「家でとんかつを作ったら衣がべちゃべちゃになった」「中まで火が通らない」そんな経験はありませんか?
食品営業として豚肉を専門に扱う経験から、家庭でお店レベルのとんかつを作る5つのコツを徹底解説します。
【結論】サクサクとんかつの5つのコツ
- ロースかヒレを選ぶ:部位で食感が全然違う
- 筋切り必須:縮みと固さを防ぐ
- 衣は薄く均一に:厚すぎるとべちゃつく
- 170℃で揚げる:低温すぎると油っこくなる
- 揚げた後は立てて休ませる:余熱で中まで火が通る
部位別の特徴|ロース vs ヒレ

| 部位 | 特徴 | おすすめの人 |
|---|---|---|
| ロース | 脂身があってジューシー | こってり好き・食べ応え重視 |
| ヒレ | 赤身でさっぱり・柔らかい | ヘルシー志向・子ども向け |
失敗しない揚げ方手順
①下準備(15分)
- 筋切り:脂身と赤身の間に2cm間隔で切り込みを入れる
- 塩コショウを両面にふり5分置く
- 小麦粉→溶き卵→パン粉の順でつける(各層を薄く均一に)
②揚げ方(1cm厚さの場合)
- 油を170℃に熱する(菜箸を入れて細かい泡が出るくらい)
- 静かに入れて触らず片面3分
- 裏返してさらに2分
- 取り出してバットに立てて3分休ませる
衣をサクサクにする裏技
パン粉に粉チーズを混ぜると香ばしさが増してサクサク感がアップします。

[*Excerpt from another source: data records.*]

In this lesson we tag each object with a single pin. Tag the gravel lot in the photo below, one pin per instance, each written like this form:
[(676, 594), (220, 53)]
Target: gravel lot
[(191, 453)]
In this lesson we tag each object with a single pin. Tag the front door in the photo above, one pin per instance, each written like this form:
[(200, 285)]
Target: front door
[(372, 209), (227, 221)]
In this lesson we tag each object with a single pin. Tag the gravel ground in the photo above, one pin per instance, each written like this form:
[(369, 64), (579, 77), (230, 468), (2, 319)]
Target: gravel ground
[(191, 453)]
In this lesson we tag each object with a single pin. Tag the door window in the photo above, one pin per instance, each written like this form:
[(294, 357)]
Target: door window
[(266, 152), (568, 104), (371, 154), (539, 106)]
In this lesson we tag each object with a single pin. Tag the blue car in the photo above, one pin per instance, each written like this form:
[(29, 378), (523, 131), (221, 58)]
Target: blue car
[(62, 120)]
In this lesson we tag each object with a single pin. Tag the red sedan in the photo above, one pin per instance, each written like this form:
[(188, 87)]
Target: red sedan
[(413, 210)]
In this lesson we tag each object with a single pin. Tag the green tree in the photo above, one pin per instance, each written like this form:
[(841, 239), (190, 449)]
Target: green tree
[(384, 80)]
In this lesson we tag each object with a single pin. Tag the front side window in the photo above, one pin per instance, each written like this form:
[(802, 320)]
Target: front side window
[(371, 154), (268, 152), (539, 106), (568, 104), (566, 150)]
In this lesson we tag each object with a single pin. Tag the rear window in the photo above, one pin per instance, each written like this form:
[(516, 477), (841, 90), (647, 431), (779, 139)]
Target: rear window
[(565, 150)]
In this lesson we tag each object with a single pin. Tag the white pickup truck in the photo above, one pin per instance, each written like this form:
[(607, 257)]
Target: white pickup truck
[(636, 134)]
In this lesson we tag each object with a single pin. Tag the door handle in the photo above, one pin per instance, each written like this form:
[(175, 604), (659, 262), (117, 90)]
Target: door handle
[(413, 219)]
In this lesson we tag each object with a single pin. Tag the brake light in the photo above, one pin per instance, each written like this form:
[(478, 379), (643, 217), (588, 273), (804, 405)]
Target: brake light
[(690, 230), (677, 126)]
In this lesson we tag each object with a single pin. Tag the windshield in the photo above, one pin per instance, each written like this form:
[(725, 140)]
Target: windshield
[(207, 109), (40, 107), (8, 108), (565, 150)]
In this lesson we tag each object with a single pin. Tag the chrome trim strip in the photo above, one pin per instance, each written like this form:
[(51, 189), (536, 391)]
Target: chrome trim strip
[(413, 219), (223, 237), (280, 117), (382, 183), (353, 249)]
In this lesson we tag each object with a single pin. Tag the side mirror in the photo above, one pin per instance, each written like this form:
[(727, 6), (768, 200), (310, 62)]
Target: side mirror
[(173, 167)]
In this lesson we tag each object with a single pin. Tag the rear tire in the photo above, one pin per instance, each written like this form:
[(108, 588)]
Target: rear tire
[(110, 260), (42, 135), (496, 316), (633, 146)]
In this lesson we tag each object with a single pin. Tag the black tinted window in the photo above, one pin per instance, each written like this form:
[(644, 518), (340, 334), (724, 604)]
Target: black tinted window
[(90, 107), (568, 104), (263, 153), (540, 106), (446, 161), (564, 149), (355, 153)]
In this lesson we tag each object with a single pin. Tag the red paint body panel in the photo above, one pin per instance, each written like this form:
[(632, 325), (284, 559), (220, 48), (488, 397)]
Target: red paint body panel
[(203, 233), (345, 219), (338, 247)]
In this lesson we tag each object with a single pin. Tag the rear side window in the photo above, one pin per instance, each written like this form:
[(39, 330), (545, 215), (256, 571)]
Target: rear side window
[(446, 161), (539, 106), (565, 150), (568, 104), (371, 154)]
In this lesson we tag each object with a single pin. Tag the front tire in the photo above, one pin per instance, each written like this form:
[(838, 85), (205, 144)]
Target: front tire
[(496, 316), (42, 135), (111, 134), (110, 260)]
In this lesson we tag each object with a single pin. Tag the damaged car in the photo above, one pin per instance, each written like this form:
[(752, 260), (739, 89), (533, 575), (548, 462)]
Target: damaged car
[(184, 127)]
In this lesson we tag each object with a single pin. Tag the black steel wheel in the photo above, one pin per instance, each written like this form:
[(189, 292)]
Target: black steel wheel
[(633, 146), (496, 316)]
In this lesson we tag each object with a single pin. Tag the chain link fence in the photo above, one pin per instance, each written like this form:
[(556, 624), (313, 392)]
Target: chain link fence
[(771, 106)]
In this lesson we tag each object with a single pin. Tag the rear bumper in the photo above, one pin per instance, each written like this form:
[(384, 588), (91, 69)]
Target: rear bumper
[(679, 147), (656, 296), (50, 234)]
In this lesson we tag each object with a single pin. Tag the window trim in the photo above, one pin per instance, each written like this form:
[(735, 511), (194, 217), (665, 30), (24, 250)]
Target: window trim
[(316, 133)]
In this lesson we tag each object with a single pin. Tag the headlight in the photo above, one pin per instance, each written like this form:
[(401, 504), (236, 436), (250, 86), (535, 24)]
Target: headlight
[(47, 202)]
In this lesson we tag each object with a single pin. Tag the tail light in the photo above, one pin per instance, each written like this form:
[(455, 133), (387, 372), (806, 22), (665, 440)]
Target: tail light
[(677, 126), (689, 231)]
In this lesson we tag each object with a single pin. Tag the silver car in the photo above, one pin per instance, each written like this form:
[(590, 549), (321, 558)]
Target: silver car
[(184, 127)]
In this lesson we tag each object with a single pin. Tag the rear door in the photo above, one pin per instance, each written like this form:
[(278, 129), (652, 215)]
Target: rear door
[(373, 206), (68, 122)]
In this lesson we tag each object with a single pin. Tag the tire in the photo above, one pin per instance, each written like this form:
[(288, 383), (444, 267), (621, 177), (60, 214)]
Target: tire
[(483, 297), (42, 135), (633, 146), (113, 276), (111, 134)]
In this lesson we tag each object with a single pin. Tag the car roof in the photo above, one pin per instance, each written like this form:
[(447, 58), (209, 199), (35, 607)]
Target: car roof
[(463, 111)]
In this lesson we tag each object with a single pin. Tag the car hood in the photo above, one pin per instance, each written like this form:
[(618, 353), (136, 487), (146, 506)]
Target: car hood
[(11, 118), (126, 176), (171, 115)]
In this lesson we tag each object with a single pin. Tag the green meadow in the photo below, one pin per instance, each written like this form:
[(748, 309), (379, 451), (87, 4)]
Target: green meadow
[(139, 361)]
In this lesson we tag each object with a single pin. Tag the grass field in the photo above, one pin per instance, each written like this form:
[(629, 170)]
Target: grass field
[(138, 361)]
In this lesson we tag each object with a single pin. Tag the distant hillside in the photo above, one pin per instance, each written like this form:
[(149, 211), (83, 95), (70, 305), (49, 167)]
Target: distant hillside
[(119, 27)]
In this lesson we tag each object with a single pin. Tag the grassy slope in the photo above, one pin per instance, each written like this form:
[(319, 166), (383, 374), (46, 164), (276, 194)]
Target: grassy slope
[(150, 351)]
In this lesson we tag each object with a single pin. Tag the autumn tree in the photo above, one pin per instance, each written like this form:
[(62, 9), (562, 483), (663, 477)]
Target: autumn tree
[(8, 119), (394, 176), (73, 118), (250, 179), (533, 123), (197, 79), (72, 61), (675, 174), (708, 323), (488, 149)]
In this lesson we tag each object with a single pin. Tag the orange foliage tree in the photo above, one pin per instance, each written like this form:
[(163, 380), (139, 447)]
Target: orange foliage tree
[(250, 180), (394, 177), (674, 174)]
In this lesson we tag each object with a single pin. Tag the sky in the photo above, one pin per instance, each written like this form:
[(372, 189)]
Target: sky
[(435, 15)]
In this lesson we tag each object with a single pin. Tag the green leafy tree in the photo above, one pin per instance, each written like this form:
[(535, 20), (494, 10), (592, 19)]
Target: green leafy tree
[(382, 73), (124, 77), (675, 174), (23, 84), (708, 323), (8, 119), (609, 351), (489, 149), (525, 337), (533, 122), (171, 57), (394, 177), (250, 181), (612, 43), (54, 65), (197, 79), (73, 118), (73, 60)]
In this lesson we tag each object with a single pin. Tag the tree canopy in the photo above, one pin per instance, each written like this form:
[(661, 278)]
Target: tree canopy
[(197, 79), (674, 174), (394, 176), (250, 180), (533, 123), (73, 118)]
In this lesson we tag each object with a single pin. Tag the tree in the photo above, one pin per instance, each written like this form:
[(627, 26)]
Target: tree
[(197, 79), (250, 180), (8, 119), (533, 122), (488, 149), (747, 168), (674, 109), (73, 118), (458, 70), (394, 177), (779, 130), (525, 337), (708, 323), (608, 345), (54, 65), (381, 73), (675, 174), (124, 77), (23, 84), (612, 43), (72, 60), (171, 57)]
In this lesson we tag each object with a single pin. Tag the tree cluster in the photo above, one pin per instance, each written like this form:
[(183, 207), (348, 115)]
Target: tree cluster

また揚げる直前に衣をつける(時間を置かない)のも重要なポイントです。
とんかつ用豚肉のお取り寄せ

とんかつを揚げる際の肉選びのコツ
厚みのあるロース肉やヒレ肉を選ぶことで、ジューシーな仕上がりになります。肉の筋を軽く切っておくことで、加熱時に縮みにくくなり、形よく揚げられます。
温度管理でサクサクに仕上げるコツ
油の温度は170〜180度を目安にし、揚げ始めは触らずじっくり火を通すことで、サクサクとした衣に仕上がります。温度計がない場合は、パン粉を一つ落として浮き上がる速さで確認できます。
衣がしっかり付く下ごしらえのコツ
とんかつの衣を綺麗に付けるには、肉の水気をしっかり拭き取ってから小麦粉、卵、パン粉の順に付けることが基本です。小麦粉は薄くまんべんなくまぶし、余分な粉は軽くはたき落とすことで、衣が厚くなりすぎず、サクサクとした食感に仕上がります。衣を付けた後、少し時間を置いてなじませるとはがれにくくなります。
揚げ油の温度管理で仕上がりが変わる
揚げ油の温度は170〜180度が目安です。温度が低いと油を吸いすぎてべたつき、高すぎると衣だけが先に焦げて中まで火が通らなくなります。菜箸を入れたときに細かい泡が全体から出る状態が、適温の目安です。揚げている途中で温度が下がりやすいため、複数枚まとめて揚げず、油の温度を保ちながら少量ずつ揚げるのがコツです。
家族と一緒にとんかつ作りを楽しむ
衣付けの工程は、子どもと一緒に楽しめる作業のひとつです。パン粉を付ける工程を任せてみると、料理への興味を育むきっかけにもなります。揚げる作業は火を使うため大人が担当し、役割を分担しながら作ることで、家族みんなで作り上げる楽しさを味わえます。
揚げたてを美味しく食べきる工夫
揚げたてのとんかつは、バットに網を敷いて油を切ると、余分な油がしっかり落ちてサクサク感が長持ちします。すぐに食べない分は、粗熱を取ってから1枚ずつラップに包んで冷凍しておくと、後日オーブントースターで温め直すだけで美味しく食べられます。
まとめ
サクサクとんかつのカギは筋切り・170℃の油・揚げ後に休ませるの3点です。豚肉はロースかヒレで食感が全く変わるので、好みで選んでみてください。